Rasanya seperti dia datang hanya untuk mengontrol kami, apa pekerjaannya sudah kami kerjakan? Sampai kembali lagi ke ruanganku sendiri, aku tak menemukannya.
Mungkin hari itu emosiku lebay, sehingga ada "tokoh pahlawan" yang menyampaikan ke bos. Jadilah aku disidang karena mungkin dianggap tak punya empati pada orang yang lemah akalnya.
"Runtuh harga dirimu cuma gara-gara nyapu?" begitu pertanyaan yang diajukan padaku. Harusnya lidah si bos bisa dipakai memotong bumbu mi instan. Tajam.
"Bukan masalah harga diri. Nyapu tidak ada di jobdesc," jawabku. Lupa bahwa ada satu folio daftar kerjaan yang juga tak ada di jobdesc-ku.
Kemudian panjanglah omelan, lengkap dengan ekspresi yang entahlah banget di ruangan itu. Ternyata, karena aku bisa menyapu, harusnya aku menikmati kerja nyapu.
Bukankah bertahun-tahun begitu? Hanya aku yang bisa mengotak-atik rumus excel, makanya aku yang menghitung. Cuma aku di sana yang bisa desain, jadinya aku yang desain ini itu. Karena aku paham kata baku, aku yang bikin surat.
Aku yang familier dengan internet, makanya aku pula yang selama itu jadi operator.
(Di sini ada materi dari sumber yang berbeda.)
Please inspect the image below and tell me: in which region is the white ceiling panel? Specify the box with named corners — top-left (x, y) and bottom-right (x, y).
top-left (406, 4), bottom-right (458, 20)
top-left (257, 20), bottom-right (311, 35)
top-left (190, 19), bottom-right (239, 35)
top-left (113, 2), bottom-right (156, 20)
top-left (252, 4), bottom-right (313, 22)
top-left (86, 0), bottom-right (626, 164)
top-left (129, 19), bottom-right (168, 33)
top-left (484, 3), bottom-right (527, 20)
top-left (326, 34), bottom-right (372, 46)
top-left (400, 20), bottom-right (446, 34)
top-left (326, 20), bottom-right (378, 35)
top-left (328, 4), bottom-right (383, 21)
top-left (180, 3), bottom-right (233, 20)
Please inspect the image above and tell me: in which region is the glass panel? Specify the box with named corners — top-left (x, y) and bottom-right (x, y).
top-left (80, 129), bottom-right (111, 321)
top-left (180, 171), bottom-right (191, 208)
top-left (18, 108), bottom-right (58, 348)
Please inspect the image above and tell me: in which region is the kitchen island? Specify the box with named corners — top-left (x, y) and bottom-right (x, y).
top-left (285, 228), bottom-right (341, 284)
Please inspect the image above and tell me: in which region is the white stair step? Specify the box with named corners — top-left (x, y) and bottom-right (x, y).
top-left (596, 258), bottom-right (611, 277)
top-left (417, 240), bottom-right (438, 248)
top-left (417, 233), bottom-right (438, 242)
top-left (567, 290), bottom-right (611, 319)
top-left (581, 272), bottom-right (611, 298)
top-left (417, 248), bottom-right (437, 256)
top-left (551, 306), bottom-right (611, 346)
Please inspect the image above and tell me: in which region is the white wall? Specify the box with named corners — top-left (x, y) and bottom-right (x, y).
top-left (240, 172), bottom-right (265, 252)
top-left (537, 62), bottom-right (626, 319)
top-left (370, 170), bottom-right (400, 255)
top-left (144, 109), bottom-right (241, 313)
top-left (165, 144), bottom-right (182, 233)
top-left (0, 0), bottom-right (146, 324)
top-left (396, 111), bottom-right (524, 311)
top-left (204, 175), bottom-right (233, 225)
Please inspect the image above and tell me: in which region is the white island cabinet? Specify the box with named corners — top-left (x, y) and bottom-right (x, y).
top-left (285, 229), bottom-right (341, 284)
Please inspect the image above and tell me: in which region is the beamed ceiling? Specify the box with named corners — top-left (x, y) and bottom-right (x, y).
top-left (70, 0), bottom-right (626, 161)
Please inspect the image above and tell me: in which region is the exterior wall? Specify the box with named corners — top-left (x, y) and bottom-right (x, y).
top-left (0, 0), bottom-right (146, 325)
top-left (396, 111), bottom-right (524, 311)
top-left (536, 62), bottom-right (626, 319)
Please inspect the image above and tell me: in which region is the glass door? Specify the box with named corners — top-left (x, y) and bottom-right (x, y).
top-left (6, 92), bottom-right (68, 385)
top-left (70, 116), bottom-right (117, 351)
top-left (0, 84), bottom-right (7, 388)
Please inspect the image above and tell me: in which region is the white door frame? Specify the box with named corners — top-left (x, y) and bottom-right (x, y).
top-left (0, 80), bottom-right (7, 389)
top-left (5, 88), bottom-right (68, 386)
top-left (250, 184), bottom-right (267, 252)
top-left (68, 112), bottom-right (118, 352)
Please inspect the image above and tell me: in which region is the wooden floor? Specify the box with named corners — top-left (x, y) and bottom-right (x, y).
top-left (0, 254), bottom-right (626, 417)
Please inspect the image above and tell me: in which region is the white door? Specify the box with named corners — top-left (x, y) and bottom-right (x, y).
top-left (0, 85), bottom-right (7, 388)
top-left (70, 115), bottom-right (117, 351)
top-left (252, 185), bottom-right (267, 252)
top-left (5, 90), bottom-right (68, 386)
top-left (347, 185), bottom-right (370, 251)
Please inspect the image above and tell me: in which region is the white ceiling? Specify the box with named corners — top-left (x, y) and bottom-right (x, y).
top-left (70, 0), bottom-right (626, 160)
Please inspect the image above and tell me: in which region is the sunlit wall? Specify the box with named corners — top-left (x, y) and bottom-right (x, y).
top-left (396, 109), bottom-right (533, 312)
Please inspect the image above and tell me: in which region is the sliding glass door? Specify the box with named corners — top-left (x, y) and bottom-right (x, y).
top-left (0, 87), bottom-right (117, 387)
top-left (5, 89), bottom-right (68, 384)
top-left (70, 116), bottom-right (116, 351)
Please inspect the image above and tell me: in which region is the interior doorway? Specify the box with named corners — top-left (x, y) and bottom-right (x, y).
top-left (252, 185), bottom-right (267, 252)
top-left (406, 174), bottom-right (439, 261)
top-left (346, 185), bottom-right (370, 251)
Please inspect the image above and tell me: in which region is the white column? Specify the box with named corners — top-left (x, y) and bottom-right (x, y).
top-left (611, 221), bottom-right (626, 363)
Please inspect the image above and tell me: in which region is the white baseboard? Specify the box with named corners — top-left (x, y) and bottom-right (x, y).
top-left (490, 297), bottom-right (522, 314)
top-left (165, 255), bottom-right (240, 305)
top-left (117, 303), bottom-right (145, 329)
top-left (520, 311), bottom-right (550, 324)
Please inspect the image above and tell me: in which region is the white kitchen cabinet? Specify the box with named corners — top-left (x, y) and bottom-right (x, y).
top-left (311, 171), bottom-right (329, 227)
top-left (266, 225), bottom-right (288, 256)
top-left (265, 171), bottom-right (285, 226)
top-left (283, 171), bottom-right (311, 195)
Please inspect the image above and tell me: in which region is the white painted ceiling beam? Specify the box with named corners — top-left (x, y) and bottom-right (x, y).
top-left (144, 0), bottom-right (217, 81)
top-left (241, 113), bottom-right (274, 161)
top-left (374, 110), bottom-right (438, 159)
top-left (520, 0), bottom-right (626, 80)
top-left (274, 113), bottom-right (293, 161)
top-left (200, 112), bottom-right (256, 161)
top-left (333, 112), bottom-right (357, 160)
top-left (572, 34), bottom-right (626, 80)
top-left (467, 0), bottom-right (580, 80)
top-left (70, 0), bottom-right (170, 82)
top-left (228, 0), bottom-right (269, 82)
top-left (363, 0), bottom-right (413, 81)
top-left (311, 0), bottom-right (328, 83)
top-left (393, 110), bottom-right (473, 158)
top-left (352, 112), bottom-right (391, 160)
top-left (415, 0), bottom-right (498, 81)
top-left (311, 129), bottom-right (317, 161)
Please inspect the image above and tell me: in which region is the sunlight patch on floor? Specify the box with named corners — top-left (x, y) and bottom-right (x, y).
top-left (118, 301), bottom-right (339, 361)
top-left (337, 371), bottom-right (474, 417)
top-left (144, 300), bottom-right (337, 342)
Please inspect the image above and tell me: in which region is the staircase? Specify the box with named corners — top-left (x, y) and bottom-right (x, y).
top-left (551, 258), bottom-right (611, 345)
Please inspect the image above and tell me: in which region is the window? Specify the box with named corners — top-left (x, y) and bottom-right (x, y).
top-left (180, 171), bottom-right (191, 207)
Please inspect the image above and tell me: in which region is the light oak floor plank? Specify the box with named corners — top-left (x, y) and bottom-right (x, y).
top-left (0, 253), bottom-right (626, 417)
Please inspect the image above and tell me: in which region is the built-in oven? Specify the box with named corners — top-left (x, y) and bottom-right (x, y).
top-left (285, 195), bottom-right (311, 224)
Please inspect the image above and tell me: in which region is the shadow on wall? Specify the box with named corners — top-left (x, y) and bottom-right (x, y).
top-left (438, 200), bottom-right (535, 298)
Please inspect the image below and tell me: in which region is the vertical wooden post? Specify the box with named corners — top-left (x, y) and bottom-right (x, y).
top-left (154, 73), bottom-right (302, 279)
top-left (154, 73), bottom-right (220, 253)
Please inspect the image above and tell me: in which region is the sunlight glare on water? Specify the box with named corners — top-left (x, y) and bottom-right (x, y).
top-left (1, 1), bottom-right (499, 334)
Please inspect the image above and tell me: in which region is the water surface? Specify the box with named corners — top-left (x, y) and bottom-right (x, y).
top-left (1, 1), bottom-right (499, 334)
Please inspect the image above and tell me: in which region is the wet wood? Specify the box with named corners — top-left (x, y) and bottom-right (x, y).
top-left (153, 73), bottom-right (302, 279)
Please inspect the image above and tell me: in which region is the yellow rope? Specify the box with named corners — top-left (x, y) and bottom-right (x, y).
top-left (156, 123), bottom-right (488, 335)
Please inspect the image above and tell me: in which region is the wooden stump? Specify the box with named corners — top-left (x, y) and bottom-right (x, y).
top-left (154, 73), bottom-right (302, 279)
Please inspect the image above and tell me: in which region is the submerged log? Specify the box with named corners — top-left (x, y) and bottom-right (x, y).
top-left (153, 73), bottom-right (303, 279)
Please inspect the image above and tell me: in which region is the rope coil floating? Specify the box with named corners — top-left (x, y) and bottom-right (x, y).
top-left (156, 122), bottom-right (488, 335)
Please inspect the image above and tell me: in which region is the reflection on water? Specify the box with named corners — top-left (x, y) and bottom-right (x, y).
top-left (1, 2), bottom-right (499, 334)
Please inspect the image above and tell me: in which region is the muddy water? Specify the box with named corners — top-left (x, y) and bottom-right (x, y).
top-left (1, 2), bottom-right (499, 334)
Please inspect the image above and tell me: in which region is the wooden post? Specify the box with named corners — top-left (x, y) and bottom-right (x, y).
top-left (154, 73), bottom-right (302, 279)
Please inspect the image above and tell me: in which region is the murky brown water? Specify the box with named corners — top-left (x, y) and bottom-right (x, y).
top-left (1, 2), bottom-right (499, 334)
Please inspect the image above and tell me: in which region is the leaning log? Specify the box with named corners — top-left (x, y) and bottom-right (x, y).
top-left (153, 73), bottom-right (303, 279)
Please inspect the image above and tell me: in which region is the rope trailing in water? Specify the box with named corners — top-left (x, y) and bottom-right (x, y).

Aku yang tahu jenis-jenis kertas, aku yang cari. Makanya, jangan terlalu banyak tahu! Jadilah "lugu" seperti office boy itu.
Sampai lima tahun setelah aku resign, masih ada yang tanya soal aplikasi, laporan keuangan, dll, minta bantuanku menyelesaikan. Aku masih nunggu loh, bos mereka yang menghubungi. Janji deh bakal kubantu!
"Runtuh harga dirimu minta tolong mantan karyawan?"